Per Agustus 2017, jumlah angkatan kerja mencapai 128,06 juta orang, meningkat 2,09 persen dibandingkan tahun sebelumnya 125,44 juta orang. Sementara itu, jumlah pekerja per Agustus 2017 mencapai 121,02 juta orang, tumbuh 2,2 persen dibandingkan tahun sebelumnya 118,41 juta orang.

Bagi sektor perpajakan, Kepala Badan Kebijakan Fiskal Kementerian Keuangan Suahasil Nazara memastikan pengenaan pajak terhadap transaksi perdagangan elektonik akan berkaitan dengan tata cara, bukan kepada pengenaan pajak jenis baru. Intinya, menurut dia, membuat tata cara yang memungkinkan teman-teman "e-commerce" memenuhi kebutuhan perpajakan yang lebih baik. Tidak ada pajak baru.

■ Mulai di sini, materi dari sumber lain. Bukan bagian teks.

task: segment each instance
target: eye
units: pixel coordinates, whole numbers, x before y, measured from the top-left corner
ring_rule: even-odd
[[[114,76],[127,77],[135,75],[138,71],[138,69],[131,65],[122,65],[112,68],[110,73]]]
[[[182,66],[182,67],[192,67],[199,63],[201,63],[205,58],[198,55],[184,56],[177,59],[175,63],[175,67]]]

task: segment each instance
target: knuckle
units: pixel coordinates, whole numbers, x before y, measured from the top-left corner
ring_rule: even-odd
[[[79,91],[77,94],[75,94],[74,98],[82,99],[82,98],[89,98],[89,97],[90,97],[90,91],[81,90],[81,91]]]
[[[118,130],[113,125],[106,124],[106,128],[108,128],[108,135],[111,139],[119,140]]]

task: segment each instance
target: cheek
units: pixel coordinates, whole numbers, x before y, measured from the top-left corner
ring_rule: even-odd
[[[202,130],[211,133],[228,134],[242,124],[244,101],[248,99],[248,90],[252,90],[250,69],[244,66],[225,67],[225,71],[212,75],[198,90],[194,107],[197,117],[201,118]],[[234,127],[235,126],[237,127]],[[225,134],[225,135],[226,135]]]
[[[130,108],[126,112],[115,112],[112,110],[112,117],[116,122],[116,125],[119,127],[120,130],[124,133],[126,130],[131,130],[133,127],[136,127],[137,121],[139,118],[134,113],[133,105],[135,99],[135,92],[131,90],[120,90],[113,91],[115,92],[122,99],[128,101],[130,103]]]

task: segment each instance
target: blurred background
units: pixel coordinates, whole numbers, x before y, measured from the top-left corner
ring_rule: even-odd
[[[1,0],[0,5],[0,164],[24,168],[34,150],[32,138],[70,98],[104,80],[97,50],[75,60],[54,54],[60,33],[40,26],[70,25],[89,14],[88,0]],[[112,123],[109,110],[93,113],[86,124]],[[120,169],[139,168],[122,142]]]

Suahasil mengatakan metode pengenaan pajak tersebut sedang dalam proses kajian dan penyusunan, karena Wajib Pajak yang terlibat dalam transaksi elektronik ini mempunyai karakteristik yang berbeda-beda. Ia juga memastikan pengaturan pajak yang dikenakan tidak jauh berbeda dengan transaksi yang berlaku pada jual beli secara konvensional.

Melalui pengenaan pajak terhadap transaksi ini, seluruh kegiatan ekonomi melalui daring dapat terekam dan bisa meningkatkan ketaatan Wajib Pajak kepada pembayaran pajak. Untuk itu, ia mengharapkan peraturan mengenai tata cara pengenaan pajak kepada transaksi elektronik ini segera terbit paling cepat pada akhir 2017.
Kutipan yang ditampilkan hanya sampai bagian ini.